Retrato de Alfonso XIII

Foto: J.A. Padilla

Gonzalo Bilbao nos muestra en este lienzo al rey Alfonso XIII a tamaño natural, ataviado con el uniforme de Maestrante de Caballería sobre el que ostenta el toisón de oro y varias condecoraciones. El fondo lo ocupa un sillón y una balaustrada cubierta parcialmente por un cortinaje que deja ver una panorámica de Sevilla.

IGNACIO ZULOAGA

Bailarina. Antonia la gallega

Foto: J.A. Padilla

Ignacio Zuloaga nació en Éibar  en el seno de una familia de artistas, el joven Ignacio decide dedicarse a la pintura tras una visita al Museo del Prado, donde trabajó copiando a otros pintores. Se traslada a París, donde vivió una vida bohemia, llegando a exponer junto a Gauguin, Van Gogh, Bonnard y Toulouse-Lautrec. En su estilo queda claro el aire impresionista que aprendió en Francia. Este cuadro lo realizó en París en el año 1912.

Detalle. Foto: J.A. Padilla

Zuloaga nos presenta a una bailarina, con apariencia de mujer de carácter, que se planta de pie frente al espectador con autoridad y fuerza.  El fondo es neutro, aunque subraya la energía y fuerza expresiva del personaje.

Retrato del pintor Uranga

Foto: J.A. Padilla

Las dotes y habilidad de Zuloaga como pintor retratista queda patente en este retrato. Un retrato sobrio y de marcada dignidad y con un gran realismo. Los retratos de Zuloaga y en concreto este en el que se representa al pintor Pablo Uranga Díaz de Arcaya, están realizados con gran dominio del dibujo y gran carga psicológica y simbólica.

Foto: J.A. Padilla

En el retrato sobresale su rostro, muy bien perfilado e iluminado, con su cabello y barba canos, así como con una penetrante mirada que se clava directamente en la del espectador. Toda la figura se recorta sobre un fondo aborrascado de grises nubarrones, característico de otros cuadros de Zuloaga.

JOAQUIN SOROLLA

Tipo de Ávila

Foto: J.A. Padilla

El valenciano Joaquín Sorolla también está presente en la colección del Museo de Bellas Artes de Sevilla a través de este cuadro. Sorolla es conocido como el pintor de la luz. Como también es conocido por sus retratos y sus cuadros costumbristas. Es uno de los grandes pintores españoles del siglo XX. En el cuadro que nos ocupa, Sorolla demuestra su técnica que le ha llevado a la fama. Trazos sencillos y una luz característica del tema a tratar. En este caso, el campo de Castilla y el contrate con el personaje.

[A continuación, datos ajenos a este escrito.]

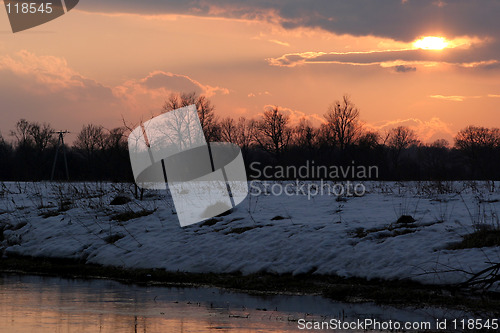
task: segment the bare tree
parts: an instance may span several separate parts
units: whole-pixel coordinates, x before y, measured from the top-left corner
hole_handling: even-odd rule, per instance
[[[342,101],[330,105],[324,117],[331,132],[329,139],[333,139],[333,144],[337,144],[341,151],[354,143],[360,131],[359,110],[349,96],[344,95]]]
[[[84,151],[90,163],[95,152],[104,148],[104,138],[105,134],[102,126],[88,124],[83,126],[80,133],[78,133],[73,146]]]
[[[380,143],[380,135],[377,132],[367,131],[358,137],[358,145],[360,147],[373,149]]]
[[[16,139],[17,148],[28,148],[33,145],[30,135],[31,124],[26,119],[21,119],[16,123],[16,128],[10,131],[10,135]]]
[[[498,128],[468,126],[455,137],[455,146],[462,150],[474,150],[480,147],[494,148],[500,145]]]
[[[243,151],[252,144],[255,131],[255,121],[240,117],[235,121],[231,117],[224,118],[220,123],[220,137],[223,141],[238,145]]]
[[[386,144],[392,151],[394,168],[396,170],[399,167],[403,150],[419,143],[420,141],[415,131],[406,126],[398,126],[387,133]]]
[[[200,119],[201,128],[205,134],[207,141],[214,141],[220,137],[220,128],[217,124],[217,117],[215,116],[215,107],[210,100],[205,96],[197,96],[196,93],[181,93],[171,94],[162,111],[169,112],[181,107],[196,105],[198,111],[198,118]]]
[[[387,145],[397,151],[401,151],[418,143],[419,140],[415,131],[406,126],[393,128],[387,135]]]
[[[222,141],[237,144],[238,129],[236,128],[236,121],[231,117],[226,117],[220,121],[219,126]]]
[[[290,118],[275,106],[266,110],[262,119],[256,123],[258,130],[254,134],[255,141],[278,159],[290,142],[292,131],[288,126],[289,121]]]
[[[484,175],[493,150],[500,147],[500,130],[468,126],[457,133],[455,147],[465,154],[473,174],[479,170]]]
[[[317,144],[319,130],[311,125],[306,119],[301,119],[299,124],[293,129],[292,141],[298,147],[305,147],[312,151]]]
[[[43,152],[49,144],[54,143],[54,129],[47,123],[43,123],[42,125],[31,123],[29,135],[33,140],[35,149],[40,153]]]

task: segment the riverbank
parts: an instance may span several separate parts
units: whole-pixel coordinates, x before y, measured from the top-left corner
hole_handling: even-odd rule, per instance
[[[124,284],[162,287],[217,287],[250,295],[320,295],[347,303],[373,302],[406,308],[442,307],[480,317],[500,315],[500,294],[472,293],[451,286],[413,281],[384,281],[313,274],[224,274],[124,269],[71,259],[11,257],[0,259],[0,272],[79,279],[110,279]]]

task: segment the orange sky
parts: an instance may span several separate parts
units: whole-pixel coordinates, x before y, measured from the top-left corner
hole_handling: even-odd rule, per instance
[[[427,4],[422,10],[444,13],[441,20],[427,15],[413,23],[412,16],[410,27],[398,21],[392,30],[387,20],[363,21],[344,31],[328,23],[338,19],[335,10],[314,12],[298,0],[276,1],[284,3],[276,9],[249,7],[249,1],[244,11],[225,1],[199,10],[174,4],[156,10],[154,1],[141,7],[131,0],[101,8],[87,1],[16,34],[0,9],[4,138],[20,118],[72,132],[87,123],[119,126],[122,117],[136,123],[175,91],[210,96],[220,116],[256,117],[266,105],[279,105],[292,121],[306,117],[315,124],[347,93],[368,128],[408,125],[427,142],[452,141],[469,124],[500,127],[499,30],[480,26],[480,18],[467,24],[447,18],[445,11],[474,14],[462,8],[465,2],[420,2]],[[410,15],[405,6],[415,3],[382,2],[401,15]],[[365,15],[362,7],[349,10]],[[319,14],[331,17],[314,21]],[[446,47],[417,49],[414,41],[423,36],[444,37]]]

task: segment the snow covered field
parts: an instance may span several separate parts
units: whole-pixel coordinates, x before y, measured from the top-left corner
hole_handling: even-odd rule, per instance
[[[367,182],[364,196],[341,198],[262,191],[229,215],[181,228],[166,192],[139,201],[130,184],[3,183],[0,252],[168,271],[457,283],[500,262],[499,247],[446,249],[474,225],[498,226],[498,185]],[[132,201],[110,205],[117,195]],[[415,221],[397,222],[403,215]]]

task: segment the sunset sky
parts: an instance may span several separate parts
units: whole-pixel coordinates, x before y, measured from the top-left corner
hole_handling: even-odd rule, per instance
[[[175,91],[221,117],[278,105],[318,125],[349,94],[367,128],[452,142],[500,127],[499,15],[497,0],[80,0],[13,34],[2,4],[0,132],[137,123]]]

Hasta aquí, nuestra visita al Museo de Bellas Artes de Sevilla, en una muestra, muy limitada, de la gran colección que contiene el Museo y que lo convierten en la segunda pinacoteca de España, por detrás del Museo del Prado de Madrid.  La visita al Museo es una visita obligada para todos aquellos que visitan la capital hispalense. Anímense.